パフォーマンス指標は課題に費やした時間(ms).
結果
学習課題1,2,3の学習効果(Day1)とテスト成績(Day3)
学習初期段階のブロック1,2ではグループ間のパフォーマンスの差はないが,ブロック練習グループはブロック3以降ランダム練習グループよりも有意に高いパフォーマンスを示した.さらに,ランダム練習グループは,練習期間における有意なパフォーマンスの向上を示さなかったが,ブロック練習グループは練習ブロックを通してパフォーマンスの改善を示した.
テスト成績(Day3)では,ランダム練習グループがブロック練習グループよりも有意に優れたパフォーマンスをしました.

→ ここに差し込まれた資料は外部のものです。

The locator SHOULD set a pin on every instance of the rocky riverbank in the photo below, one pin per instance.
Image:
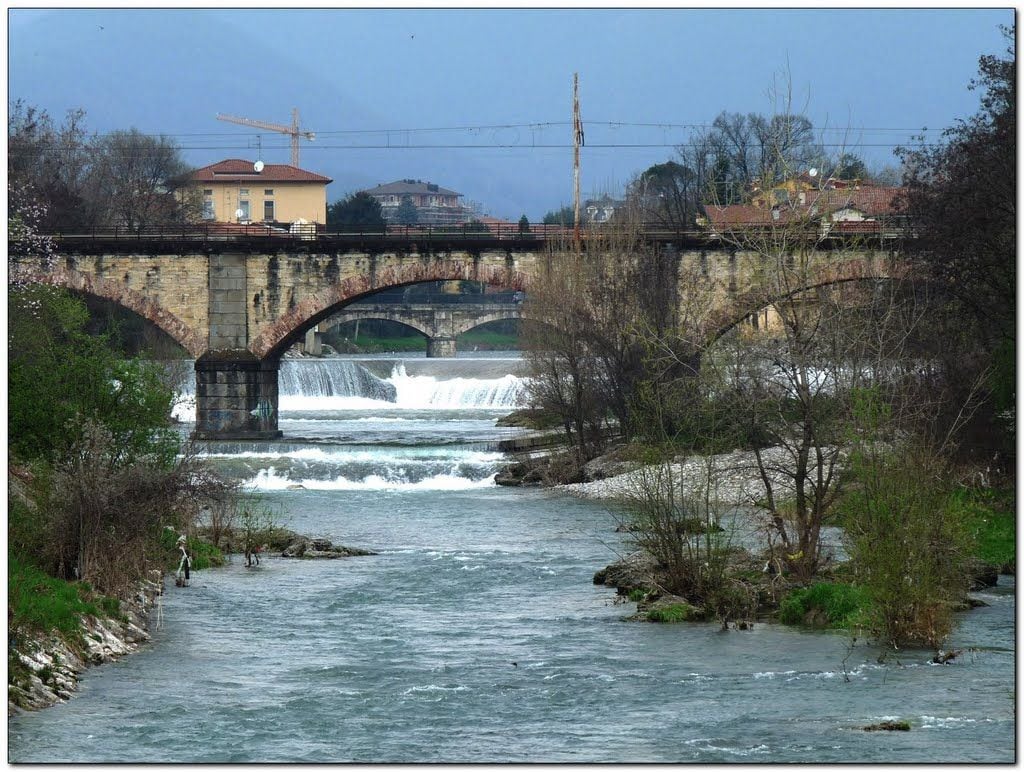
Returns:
(44, 671)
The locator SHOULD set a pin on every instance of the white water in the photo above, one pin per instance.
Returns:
(337, 384)
(475, 634)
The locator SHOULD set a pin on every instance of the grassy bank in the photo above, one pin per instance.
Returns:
(482, 340)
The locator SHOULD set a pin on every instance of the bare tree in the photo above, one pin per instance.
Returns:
(135, 177)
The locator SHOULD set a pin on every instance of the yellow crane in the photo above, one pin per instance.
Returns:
(293, 131)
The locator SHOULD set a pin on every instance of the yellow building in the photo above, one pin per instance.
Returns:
(239, 190)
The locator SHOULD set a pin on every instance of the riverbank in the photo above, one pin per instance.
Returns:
(44, 670)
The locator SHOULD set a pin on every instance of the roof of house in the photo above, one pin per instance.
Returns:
(408, 186)
(240, 170)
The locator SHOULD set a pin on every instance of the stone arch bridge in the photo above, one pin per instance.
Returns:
(439, 323)
(237, 305)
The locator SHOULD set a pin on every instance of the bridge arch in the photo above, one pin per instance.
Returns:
(485, 318)
(118, 293)
(742, 306)
(275, 338)
(380, 316)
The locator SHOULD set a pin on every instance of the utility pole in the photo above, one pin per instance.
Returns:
(578, 140)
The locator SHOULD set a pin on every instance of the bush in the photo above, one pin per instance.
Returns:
(907, 546)
(990, 521)
(46, 605)
(60, 378)
(842, 606)
(672, 613)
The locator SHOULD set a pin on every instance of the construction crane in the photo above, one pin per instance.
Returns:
(293, 131)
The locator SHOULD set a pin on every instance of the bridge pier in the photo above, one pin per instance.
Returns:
(440, 347)
(236, 396)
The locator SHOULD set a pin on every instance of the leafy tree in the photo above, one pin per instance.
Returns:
(740, 151)
(962, 201)
(407, 214)
(125, 178)
(851, 167)
(563, 216)
(48, 165)
(359, 211)
(59, 377)
(134, 179)
(668, 195)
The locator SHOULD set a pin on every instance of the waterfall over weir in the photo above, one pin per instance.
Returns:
(332, 378)
(346, 384)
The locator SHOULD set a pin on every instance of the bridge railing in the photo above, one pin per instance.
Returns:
(215, 231)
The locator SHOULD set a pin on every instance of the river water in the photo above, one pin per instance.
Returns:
(475, 634)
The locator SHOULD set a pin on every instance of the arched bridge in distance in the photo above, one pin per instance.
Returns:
(439, 322)
(238, 300)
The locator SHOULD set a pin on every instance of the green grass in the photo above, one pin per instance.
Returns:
(385, 345)
(672, 613)
(493, 341)
(44, 604)
(989, 518)
(842, 605)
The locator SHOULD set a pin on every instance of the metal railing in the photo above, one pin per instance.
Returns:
(425, 233)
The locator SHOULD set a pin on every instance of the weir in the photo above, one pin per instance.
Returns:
(238, 306)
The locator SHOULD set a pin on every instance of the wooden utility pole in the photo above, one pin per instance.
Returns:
(577, 141)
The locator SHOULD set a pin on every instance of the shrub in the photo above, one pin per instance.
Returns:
(990, 521)
(907, 546)
(46, 605)
(842, 605)
(672, 613)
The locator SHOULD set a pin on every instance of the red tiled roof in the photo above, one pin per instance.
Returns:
(240, 170)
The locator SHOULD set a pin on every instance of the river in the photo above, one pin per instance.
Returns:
(475, 634)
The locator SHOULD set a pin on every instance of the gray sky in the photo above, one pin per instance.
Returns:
(378, 85)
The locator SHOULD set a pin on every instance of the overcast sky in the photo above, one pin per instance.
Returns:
(378, 86)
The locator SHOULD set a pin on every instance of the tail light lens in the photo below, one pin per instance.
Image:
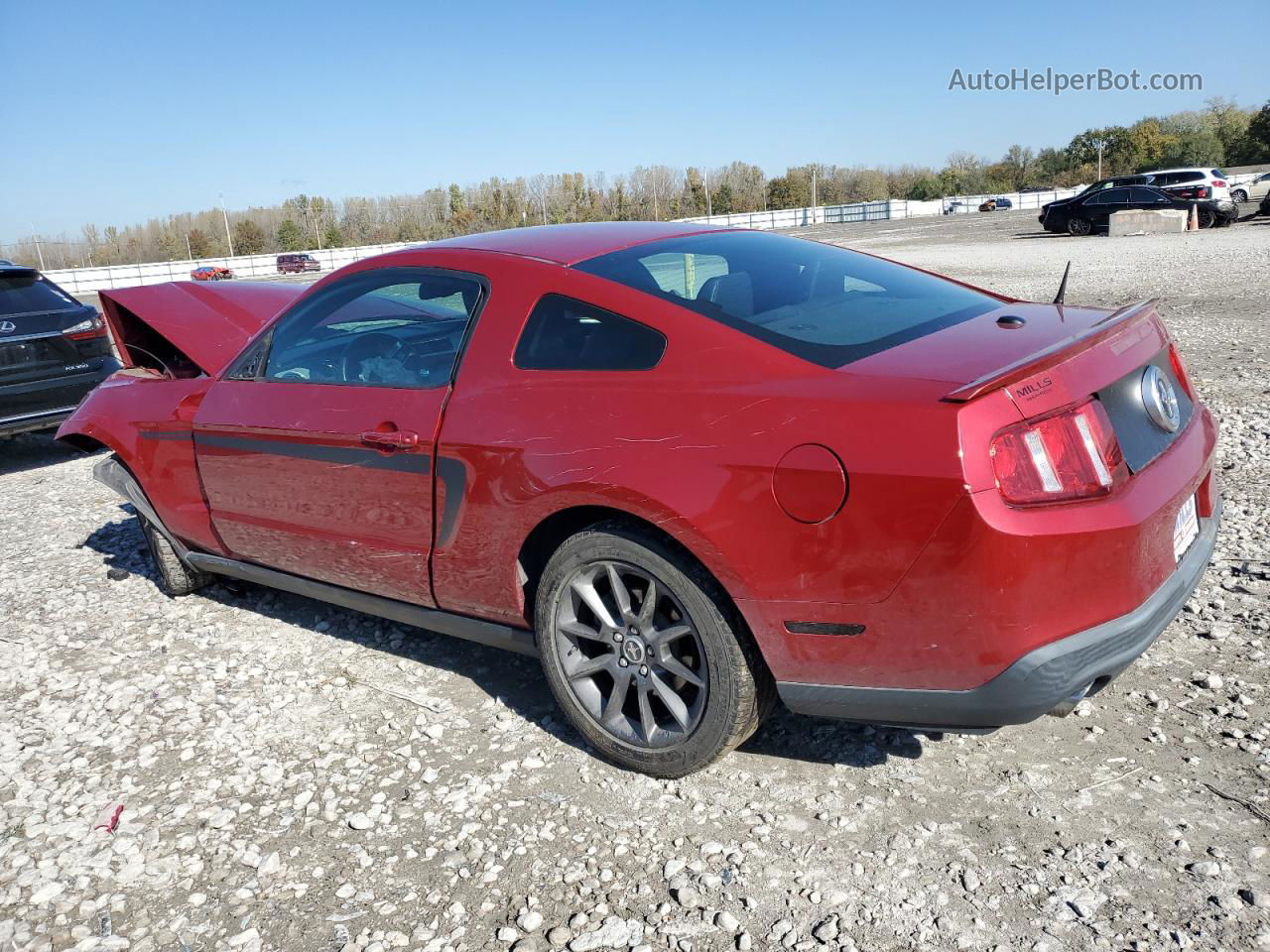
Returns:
(1070, 454)
(85, 330)
(1180, 371)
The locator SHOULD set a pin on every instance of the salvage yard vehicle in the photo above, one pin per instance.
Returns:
(1252, 190)
(53, 350)
(298, 264)
(1091, 211)
(694, 470)
(211, 272)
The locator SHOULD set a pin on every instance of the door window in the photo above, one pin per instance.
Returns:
(384, 327)
(1147, 195)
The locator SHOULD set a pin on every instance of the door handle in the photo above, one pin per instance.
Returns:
(393, 439)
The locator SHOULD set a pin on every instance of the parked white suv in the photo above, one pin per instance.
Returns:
(1191, 182)
(1252, 190)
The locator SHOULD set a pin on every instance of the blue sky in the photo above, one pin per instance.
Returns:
(121, 112)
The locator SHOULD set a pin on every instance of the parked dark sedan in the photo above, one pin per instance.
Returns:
(1089, 211)
(53, 350)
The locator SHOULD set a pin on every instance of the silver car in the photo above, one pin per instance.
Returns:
(1251, 190)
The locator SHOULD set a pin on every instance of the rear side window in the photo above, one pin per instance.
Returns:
(820, 302)
(563, 334)
(28, 293)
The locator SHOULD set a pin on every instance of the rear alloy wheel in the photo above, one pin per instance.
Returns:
(644, 653)
(1080, 227)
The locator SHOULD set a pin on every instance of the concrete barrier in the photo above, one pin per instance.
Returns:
(1147, 222)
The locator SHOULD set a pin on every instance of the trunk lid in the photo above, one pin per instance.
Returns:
(186, 329)
(1044, 356)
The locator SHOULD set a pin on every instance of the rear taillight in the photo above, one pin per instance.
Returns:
(1180, 371)
(1070, 454)
(85, 330)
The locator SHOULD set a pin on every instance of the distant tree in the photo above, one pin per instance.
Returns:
(289, 236)
(866, 185)
(456, 200)
(925, 189)
(248, 238)
(1255, 144)
(790, 190)
(721, 199)
(1017, 163)
(199, 245)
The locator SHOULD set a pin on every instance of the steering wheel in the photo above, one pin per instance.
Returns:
(363, 348)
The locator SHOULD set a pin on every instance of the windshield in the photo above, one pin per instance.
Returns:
(816, 301)
(27, 293)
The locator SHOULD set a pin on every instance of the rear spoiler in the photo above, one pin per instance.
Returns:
(1056, 353)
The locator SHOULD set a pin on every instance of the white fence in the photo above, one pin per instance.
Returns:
(879, 211)
(123, 276)
(116, 276)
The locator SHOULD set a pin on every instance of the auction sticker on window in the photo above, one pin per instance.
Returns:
(1185, 529)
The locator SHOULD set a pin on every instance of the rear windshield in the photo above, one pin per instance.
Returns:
(28, 293)
(824, 303)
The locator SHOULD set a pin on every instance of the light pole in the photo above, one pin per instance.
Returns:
(40, 252)
(225, 217)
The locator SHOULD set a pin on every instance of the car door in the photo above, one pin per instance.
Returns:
(317, 447)
(1100, 209)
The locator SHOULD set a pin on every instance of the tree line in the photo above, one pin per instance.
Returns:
(1222, 134)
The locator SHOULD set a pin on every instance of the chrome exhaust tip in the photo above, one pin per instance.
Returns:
(1067, 705)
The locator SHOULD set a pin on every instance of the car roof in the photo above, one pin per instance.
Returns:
(570, 244)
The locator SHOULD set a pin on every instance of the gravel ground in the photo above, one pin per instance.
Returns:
(290, 775)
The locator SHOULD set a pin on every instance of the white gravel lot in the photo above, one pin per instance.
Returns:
(299, 777)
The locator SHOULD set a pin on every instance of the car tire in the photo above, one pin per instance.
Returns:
(620, 692)
(176, 578)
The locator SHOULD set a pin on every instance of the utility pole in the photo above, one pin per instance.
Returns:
(225, 216)
(40, 252)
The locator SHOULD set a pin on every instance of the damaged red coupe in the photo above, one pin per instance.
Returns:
(694, 470)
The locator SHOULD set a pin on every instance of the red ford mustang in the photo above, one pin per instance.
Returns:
(694, 470)
(211, 272)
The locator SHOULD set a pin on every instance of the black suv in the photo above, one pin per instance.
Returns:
(53, 350)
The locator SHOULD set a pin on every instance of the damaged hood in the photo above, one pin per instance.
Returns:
(206, 324)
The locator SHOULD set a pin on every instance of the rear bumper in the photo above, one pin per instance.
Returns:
(1035, 683)
(42, 404)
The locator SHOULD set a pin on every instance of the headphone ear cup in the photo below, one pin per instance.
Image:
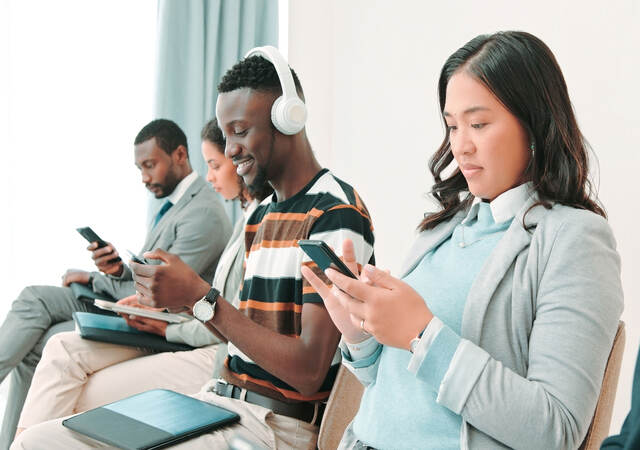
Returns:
(288, 116)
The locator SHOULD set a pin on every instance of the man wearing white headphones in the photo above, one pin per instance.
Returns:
(282, 343)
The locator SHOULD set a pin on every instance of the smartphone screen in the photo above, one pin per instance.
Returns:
(135, 258)
(323, 256)
(92, 236)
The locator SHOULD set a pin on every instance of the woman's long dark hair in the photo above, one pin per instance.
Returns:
(211, 132)
(520, 70)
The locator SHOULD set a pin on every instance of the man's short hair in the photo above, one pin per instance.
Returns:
(212, 133)
(169, 136)
(256, 73)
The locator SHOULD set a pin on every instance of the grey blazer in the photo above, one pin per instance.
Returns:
(537, 329)
(196, 229)
(227, 280)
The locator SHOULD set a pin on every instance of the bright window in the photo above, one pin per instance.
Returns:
(76, 85)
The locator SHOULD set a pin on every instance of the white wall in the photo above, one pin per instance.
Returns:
(370, 68)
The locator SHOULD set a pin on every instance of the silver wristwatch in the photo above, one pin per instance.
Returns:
(205, 308)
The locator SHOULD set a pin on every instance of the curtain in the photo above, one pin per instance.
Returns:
(198, 41)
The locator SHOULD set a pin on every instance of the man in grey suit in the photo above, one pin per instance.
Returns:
(191, 223)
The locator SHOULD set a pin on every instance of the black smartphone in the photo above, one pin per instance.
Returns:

つまり,文脈干渉効果が起こり,ランダム練習はより優れた学習効果を示した.
新規課題(課題4)の練習効果(Day2)とテスト結果(Day3)
新規課題練習効果;
ブロック練習グループとランダム練習グループは,新規課題の最初の練習ブロックで類似した成績を示したが,両群共に練習なしグループよりも優れたパフォーマンスを示した.しかし,ランダム練習を行なったグループは新規の課題なのにも関わらず,ブロック2までに,ブロック練習グループよりも優れた成績を納め始めた. ブロック2において,ブロック練習グループは練習なしグループよりはいいパフォーマンスを示した.このパフォーマンスの差(ランダム練習グループがブロック練習グループ&練習なしより優れたパフォーマンス)はブロック5まで続くが,最後のブロックであるブロック9では, グループ間に有意なパフォーマンスの差は見られなくなった.
Day3の新規課題テスト成績;
ランダム練習グループはブロック練習グループと練習なしグループよりも有意に優れたテスト成績を示した.